Unsatisfactory conduct. Ceasing to act without good cause

This is a summary of a decision made by a Lawyers Standards Committee under the Lawyers and Conveyancers Act 2006. This summary was published in LawTalk 746.

A lawyer who failed to provide client-service information in advance and then terminated the relationship with the client without good cause was found guilty of unsatisfactory conduct. She was given a significant fine and ordered to pay costs.
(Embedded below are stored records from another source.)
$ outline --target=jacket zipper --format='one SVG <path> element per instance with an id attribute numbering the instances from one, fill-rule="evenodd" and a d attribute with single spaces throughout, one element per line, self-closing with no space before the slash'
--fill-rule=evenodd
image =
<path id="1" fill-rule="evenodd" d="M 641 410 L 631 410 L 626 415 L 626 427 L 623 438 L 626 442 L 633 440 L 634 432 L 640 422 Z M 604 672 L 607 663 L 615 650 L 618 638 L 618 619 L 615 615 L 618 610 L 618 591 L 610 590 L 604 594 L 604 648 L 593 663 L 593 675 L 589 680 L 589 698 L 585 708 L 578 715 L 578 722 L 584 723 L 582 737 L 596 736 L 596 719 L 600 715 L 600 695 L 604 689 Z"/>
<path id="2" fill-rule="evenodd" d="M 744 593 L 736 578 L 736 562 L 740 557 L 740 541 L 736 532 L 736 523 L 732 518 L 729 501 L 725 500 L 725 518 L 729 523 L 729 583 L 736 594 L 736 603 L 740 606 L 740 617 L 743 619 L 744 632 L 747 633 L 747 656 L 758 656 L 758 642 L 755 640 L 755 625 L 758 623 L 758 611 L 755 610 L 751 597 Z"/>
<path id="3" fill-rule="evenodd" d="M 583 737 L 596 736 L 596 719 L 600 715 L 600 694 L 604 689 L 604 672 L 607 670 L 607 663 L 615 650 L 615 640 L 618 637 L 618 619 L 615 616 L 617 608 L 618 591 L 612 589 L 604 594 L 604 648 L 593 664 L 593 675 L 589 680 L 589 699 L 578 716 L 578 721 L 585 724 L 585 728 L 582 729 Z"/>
The lawyer had been instructed to act for the client on the sale and purchase of a property being bought by the client’s son. The sale and purchase agreement had been sent to the lawyer on 1 August 2008, but she failed to communicate with either the client or his son until 9 September, just eight working days before the settlement date. When she did make contact, the lawyer said she would be unable to act for the client in the purchase because she hadn’t received “the required paperwork” from him and because she wasn’t available on the settlement date.

The Standards Committee noted, however, that the lawyer had apparently not taken any steps to provide the client with any paperwork in the first place, as required under the Rules of Conduct and Client Care. Rule 3.4 required her to give him, in advance, written information about the main aspects of client service, including the basis for charging fees. Her own failure to comply with this rule could never be grounds for ceasing to act for the client. Neither did her alleged unavailability on the settlement date justify her ceasing to act: if she was unavailable, she should have told the client this as soon as she received the sale and purchase agreement.

Once she had received instructions to act, the lawyer had a duty to complete the retainer, the Standards Committee said. She had breached Rule 4.2, which requires lawyers to complete the services required by the client under the retainer unless they have good cause to terminate or another exception applies. Rule 4.2(c) also requires a lawyer who terminates for good cause to give the client reasonable notice, specifying the grounds.

The Standards Committee fined the lawyer $1,500 and ordered her to pay costs to the New Zealand Law Society of $500. The Standards Committee decided that the facts of the case should be published, but not the names of the parties.